US 11,952,288 B2
Method for producing battery-grade nickel sulfate by using laterite nickel ore
Changdong Li, Foshan (CN); Honghui Tang, Foshan (CN); Chunyi Wang, Foshan (CN); Xinan Pei, Foshan (CN); and Xingdui Li, Foshan (CN)

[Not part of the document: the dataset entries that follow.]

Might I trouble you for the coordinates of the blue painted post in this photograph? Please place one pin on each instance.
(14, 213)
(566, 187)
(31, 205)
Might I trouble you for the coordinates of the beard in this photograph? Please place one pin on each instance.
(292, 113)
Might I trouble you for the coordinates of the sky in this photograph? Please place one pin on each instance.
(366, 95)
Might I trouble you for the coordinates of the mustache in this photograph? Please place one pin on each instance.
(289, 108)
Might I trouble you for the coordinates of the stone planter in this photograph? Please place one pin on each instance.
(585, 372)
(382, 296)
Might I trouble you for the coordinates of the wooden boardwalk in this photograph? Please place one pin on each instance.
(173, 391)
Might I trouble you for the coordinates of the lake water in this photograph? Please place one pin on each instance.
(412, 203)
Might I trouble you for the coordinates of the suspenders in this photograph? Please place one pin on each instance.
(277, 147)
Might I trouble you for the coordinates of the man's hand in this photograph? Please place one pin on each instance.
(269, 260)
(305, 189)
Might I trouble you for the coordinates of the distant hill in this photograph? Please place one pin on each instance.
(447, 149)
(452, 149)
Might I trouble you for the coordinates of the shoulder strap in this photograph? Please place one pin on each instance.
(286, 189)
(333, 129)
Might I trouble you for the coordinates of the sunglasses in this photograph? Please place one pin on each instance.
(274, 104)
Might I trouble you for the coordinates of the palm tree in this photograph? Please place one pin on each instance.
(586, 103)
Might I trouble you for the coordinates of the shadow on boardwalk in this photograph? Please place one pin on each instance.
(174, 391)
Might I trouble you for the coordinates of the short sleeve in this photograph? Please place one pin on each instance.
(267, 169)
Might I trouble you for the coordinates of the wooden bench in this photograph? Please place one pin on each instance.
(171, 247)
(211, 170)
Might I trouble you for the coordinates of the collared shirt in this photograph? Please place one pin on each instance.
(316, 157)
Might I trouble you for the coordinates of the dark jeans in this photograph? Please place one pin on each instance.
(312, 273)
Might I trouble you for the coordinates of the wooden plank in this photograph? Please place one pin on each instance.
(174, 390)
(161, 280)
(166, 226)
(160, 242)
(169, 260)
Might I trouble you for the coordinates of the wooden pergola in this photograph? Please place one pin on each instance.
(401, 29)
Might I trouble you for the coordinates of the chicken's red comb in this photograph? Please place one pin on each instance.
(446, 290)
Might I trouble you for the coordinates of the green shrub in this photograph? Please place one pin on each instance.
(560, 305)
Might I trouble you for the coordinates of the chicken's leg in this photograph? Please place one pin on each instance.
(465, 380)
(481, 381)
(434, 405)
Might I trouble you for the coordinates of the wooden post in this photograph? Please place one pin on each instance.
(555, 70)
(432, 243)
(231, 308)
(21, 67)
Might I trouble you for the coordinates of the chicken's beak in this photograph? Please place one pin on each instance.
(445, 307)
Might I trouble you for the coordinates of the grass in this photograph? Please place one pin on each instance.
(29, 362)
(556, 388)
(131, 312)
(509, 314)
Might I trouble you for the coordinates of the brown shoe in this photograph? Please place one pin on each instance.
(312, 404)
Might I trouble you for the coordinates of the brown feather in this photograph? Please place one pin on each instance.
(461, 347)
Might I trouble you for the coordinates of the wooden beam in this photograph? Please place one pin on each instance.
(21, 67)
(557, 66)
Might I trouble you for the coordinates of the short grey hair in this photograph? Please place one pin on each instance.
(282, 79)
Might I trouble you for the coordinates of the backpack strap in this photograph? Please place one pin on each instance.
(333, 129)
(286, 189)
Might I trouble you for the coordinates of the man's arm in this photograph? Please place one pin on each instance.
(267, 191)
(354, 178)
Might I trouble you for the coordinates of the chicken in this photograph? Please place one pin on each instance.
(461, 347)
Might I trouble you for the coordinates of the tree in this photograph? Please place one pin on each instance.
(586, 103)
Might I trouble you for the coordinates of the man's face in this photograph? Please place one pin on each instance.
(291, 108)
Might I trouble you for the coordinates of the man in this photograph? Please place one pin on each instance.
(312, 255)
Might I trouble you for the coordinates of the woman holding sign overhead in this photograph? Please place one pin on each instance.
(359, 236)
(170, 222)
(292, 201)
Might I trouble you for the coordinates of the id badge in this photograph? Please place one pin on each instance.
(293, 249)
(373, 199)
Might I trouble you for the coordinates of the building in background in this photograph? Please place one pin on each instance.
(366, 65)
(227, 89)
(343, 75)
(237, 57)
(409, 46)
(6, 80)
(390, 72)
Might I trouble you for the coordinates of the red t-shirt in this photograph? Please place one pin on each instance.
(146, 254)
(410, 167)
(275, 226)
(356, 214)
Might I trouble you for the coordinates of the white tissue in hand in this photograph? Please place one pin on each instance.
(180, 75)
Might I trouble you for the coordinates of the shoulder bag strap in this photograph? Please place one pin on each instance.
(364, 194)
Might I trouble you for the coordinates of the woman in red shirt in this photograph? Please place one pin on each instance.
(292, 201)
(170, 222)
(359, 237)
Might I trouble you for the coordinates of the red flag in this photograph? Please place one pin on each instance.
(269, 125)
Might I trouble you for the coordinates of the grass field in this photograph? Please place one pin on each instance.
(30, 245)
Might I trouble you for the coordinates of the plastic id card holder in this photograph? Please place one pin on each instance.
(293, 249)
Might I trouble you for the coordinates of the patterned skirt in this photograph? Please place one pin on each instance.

Assigned to GUANGDONG BRUNP RECYCLING TECHNOLOGY CO., LTD., Foshan (CN); HUNAN BRUNP RECYCLING TECHNOLOGY CO., LTD., Changsha (CN); HUNAN BRUNP VEHICLES RECYCLING CO., LTD., Changsha (CN); and NINGDE BRUNP RECYCLING TECHNOLOGY CO., LTD., Ningde (CN)
Appl. No. 18/042,207
Filed by GUANGDONG BRUNP RECYCLING TECHNOLOGY CO., LTD., Foshan (CN); HUNAN BRUNP RECYCLING TECHNOLOGY CO., LTD., Changsha (CN); HUNAN BRUNP VEHICLES RECYCLING CO., LTD., Changsha (CN); and NINGDE BRUNP RECYCLING TECHNOLOGY CO., LTD., Ningde (CN)
PCT Filed Aug. 3, 2021, PCT No. PCT/CN2021/110292
§ 371(c)(1), (2) Date Feb. 17, 2023,
PCT Pub. No. WO2022/037404, PCT Pub. Date Feb. 24, 2022.
Claims priority of application No. 202010825181.7 (CN), filed on Aug. 17, 2020.
Prior Publication US 2023/0227326 A1, Jul. 20, 2023
Int. Cl. C01G 53/10 (2006.01); C22B 1/06 (2006.01); C22B 3/00 (2006.01); C22B 3/08 (2006.01); C22B 3/38 (2006.01); C22B 23/00 (2006.01); C22B 23/02 (2006.01)
CPC C01G 53/10 (2013.01) [C22B 1/06 (2013.01); C22B 3/08 (2013.01); C22B 3/3842 (2021.05); C22B 3/3844 (2021.05); C22B 3/3846 (2021.05); C22B 23/005 (2013.01); C22B 23/02 (2013.01); C22B 23/025 (2013.01); C22B 23/043 (2013.01); C22B 23/0453 (2013.01)] 8 Claims
OG exemplary drawing
 
1. A method for producing battery-grade nickel sulfate by using laterite nickel ore, comprising the following steps:
(1) sorting the laterite nickel ore to obtain lump ore and sediment ore; wherein the lump ore and the sediment ore are sorted according to a particle size, where a particle size of the lump ore is greater than 10 mm, and a particle size of the sediment ore is less than 10 mm
(2) crushing the lump ore, and then performing heap leaching, to obtain a crude nickel sulfate solution A;
(3) separating the sediment ore to obtain high chromium ore, low iron, high magnesium ore, and high iron, low magnesium ore, and drying, roasting, reducing, and sulfurating the low iron, high magnesium ore to obtain low nickel matte; wherein the high chromium ore comprises 30-40% by mass of chromium and 0.1-0.2% by mass of nickel; the low iron, high magnesium ore is mainly garnierite and comprises 1.5-2.1% by mass of nickel, 15-25% by mass of magnesium, 8-25% by mass of iron, and 35-50% by mass of silicon; and the high iron, low magnesium ore is mainly limonite and comprises 0.8-1.3% by mass of nickel, 30-50% by mass of iron, 0.1-10% by mass of magnesium, and 10-30% by mass of silicon;
(4) blowing and performing water extraction on the low nickel matte, and then performing oxygen pressure leaching, to obtain a crude nickel sulfate solution B;
(5) performing pressure leaching on the high iron, low magnesium ore to obtain a crude nickel sulfate solution C; and
(6) performing extraction on the crude nickel sulfate solution A, the crude nickel sulfate solution B, and the crude nickel sulfate solution C, and then evaporating and crystallizing, to obtain battery-grade nickel sulfate; wherein, in the battery-grade nickel sulfate, a content of Mg<0.002 mass %, a content of Si<0.001 mass %, a content of magnetic substance<0.08 mass %, and a content of Co<0.002 mass %.